TESTEMUNHOS DA MARÉ
Regulação das relações sociais no território
No início dos anos 1990, na Maré, um adolescente de aproximadamente 16 anos de idade foi pego pelos traficantes, amarrado a um poste, espancado na frente da mãe e assassinado em seguida. Tudo à luz do dia. Seu crime: entrara em uma casa na favela, assassinara uma senhora que cuidava do neto e roubara o domicílio. A esmagadora maioria da população de Nova Holanda concordou com a atitude, embora não aprovasse, necessariamente, as ações dos jovens do tráfico, como a tortura, que visava a transformar a punição em um ato exemplar. O princípio que sustentou a concordância é o mesma que, em certa medida, legitima os grupos criminosos armados: a questão da regulação das relações sociais no espaço local. Os moradores sabem, por experiência, que crimes na favela, mesmo assassinatos, não são investigados pela polícia.
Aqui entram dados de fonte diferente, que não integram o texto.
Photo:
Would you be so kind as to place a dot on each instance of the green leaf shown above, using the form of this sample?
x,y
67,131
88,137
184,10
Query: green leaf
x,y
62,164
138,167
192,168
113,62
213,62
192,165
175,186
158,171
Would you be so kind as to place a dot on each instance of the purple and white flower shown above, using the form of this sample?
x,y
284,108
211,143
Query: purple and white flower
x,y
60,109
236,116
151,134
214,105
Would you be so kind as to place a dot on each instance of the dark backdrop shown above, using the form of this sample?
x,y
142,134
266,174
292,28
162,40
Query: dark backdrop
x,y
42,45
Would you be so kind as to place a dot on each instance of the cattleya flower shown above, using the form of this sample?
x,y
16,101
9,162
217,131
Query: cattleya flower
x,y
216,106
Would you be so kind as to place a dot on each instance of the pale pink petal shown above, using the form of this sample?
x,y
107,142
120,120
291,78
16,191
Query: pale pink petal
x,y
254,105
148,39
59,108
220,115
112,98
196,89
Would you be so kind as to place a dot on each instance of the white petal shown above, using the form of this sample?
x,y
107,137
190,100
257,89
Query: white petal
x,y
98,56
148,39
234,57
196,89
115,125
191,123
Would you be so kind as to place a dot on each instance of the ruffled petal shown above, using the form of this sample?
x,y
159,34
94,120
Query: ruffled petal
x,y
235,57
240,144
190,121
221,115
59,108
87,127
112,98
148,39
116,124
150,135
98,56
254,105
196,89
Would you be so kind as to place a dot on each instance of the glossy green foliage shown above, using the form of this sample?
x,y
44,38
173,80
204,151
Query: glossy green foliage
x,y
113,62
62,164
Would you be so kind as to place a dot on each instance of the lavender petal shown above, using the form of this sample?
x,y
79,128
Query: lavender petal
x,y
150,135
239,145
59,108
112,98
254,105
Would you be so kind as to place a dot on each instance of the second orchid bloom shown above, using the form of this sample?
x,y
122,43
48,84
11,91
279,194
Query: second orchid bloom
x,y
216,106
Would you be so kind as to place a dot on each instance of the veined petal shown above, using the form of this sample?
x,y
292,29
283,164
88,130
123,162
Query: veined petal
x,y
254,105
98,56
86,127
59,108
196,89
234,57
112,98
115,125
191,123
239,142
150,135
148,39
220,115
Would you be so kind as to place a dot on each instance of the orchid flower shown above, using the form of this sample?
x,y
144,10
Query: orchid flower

Assim, a “complacência” com um crime daquela natureza decorre do temor de que a vida no território local se tornasse ingovernável. Há uma racionalidade inquestionável na prática dos traficantes e dos moradores, muito similar à expressa pelo adolescente: ele, muito provavelmente, sabia que a pena para o ato de roubar dentro da favela é, em geral, a morte; nesse sentido, é provável que o temor de ser executado tenha sido, justamente, o elemento que o levou a cometer o assassinato. Nesta mesma linha, é sabido que a maioria da população carioca defende a manutenção da atual política de combate ao tráfico de drogas nas favelas, apesar do imenso custo social que isso representa. Uma das explicações para a posição é que, caso isso não fosse feito, os traficantes dominariam a cidade. Há, no caso, um completo desprezo aos direitos fundamentais dos moradores das favelas e total desconsideração da premissa fundamental de que qualquer política de segurança deveria priorizar a proteção da vida dos cidadãos.